Do I need a fire door or an escape door?
Fire door, fire-resistant door, fire escape door, fire exit door, emergency escape door, panic door, are all commonly and often inappropriately used names to describe the purpose of a door. At DoorTechnik, we use the following three naming conventions for clarity:
A fire door for the UK has to be fire rated in accordance with BS476 parts 20 and 22 or BS EN 1634. This means it should maintain its structural integrity for a period of time in the event of a fire.

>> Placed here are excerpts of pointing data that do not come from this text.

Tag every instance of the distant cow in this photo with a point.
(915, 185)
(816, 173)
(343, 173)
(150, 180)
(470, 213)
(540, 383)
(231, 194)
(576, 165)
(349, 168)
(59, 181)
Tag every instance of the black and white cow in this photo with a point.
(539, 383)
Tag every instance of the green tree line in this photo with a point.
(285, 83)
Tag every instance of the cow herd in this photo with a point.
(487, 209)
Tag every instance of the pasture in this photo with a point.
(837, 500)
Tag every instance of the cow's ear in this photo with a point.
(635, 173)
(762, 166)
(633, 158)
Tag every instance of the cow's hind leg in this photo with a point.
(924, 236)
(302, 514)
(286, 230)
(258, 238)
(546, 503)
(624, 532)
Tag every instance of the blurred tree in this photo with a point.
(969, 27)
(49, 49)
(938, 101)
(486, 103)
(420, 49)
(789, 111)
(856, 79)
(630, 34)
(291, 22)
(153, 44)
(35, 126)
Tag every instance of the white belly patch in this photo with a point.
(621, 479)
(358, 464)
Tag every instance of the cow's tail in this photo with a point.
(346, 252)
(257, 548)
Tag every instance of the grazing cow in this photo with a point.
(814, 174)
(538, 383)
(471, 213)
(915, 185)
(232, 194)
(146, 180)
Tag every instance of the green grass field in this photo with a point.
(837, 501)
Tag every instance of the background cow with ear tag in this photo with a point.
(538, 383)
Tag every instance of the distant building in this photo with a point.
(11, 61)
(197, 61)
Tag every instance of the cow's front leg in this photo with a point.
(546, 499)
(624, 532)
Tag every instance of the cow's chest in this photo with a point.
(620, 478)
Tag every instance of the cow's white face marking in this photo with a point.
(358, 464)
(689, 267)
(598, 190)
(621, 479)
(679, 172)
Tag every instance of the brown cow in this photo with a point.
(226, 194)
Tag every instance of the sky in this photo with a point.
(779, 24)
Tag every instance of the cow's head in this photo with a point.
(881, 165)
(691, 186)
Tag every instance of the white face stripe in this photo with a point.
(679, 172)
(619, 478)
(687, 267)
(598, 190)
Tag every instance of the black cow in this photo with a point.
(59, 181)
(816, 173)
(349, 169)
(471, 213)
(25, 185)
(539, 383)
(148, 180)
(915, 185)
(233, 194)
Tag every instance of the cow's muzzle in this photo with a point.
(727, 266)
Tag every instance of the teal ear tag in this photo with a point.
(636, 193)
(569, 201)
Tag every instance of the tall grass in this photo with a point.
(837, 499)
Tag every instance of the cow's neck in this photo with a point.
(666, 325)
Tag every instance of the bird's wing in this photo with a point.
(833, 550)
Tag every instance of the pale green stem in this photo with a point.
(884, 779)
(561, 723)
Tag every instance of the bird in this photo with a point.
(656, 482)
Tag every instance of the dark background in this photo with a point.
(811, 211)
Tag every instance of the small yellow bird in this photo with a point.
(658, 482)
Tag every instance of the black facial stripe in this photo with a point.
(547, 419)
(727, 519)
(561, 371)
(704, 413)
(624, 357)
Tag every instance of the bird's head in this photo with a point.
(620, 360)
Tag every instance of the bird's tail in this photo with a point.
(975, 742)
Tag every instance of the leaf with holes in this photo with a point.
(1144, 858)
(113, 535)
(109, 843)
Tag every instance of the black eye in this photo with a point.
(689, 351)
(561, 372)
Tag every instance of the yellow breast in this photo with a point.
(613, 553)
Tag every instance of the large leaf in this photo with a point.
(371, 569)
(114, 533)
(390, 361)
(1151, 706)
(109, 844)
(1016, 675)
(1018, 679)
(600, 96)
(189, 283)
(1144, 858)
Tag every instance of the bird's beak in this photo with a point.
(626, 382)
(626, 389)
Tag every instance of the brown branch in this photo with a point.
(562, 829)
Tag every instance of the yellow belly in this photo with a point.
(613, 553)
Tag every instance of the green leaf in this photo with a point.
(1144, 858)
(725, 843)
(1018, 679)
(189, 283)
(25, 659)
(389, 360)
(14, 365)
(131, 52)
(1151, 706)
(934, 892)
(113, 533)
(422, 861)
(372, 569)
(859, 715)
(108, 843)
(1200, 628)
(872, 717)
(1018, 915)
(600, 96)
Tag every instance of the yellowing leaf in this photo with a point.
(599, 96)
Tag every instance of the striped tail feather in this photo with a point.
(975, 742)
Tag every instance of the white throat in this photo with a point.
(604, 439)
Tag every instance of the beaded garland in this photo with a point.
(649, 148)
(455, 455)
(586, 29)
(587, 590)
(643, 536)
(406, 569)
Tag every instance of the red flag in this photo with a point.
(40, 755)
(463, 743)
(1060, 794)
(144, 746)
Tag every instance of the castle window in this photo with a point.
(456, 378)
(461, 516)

An escape door is one that allows people to quickly pass through, even if it is locked. The door should be hung to open in the direction of exit, and be fitted with simple fastenings that can be easily operated by people making an escape. The operation of those fastenings should be readily apparent and without the use of a key and without having to manipulate more than one mechanism. Differing locking mechanisms may be fitted depending upon whether the users are familiar or not with the mode of exit. Additional security mechanisms may be used when a building is empty, but the safe operation of those devices is subject to a management procedure.
For commercial and public building, this normally means that:
- Escape functions take priority over security
- Escape doors to be used by members of the public, or if the room has a capacity of more than 60 need a full width panic bar.
- Escape doors to be used only by internal staff and not by members of the public, may be fitted with either a push pad, or escape lock with lever handle.
- Deadlocks may be used for the security of empty buildings, but whenever a building is in use, those locks must be safely unlocked. A common management procedure is to unlock in the morning and then lock up again at night, recording that this has been done.
Fire Rated Escape Door
This door combines all the features of a fire door and an escape door. The door will be fitted with escape furniture or no furniture and will also maintain its structural integrity for a period of time in the event of a fire.
For England, further guidance concerning fire doors and escape doors may be found in the following publications:
- The Building Regulations 2010, Approved Document M
- The Building Regulations 2010, Approved Document B
- BS EN 1125: 2008 Panic exit devices operated by a horizontal bar.
- BS EN 179: 2008 Emergency exit devices operated by a lever handle or push pad.
Other countries may use differing standards, but we can often provide doors to approved equivalents.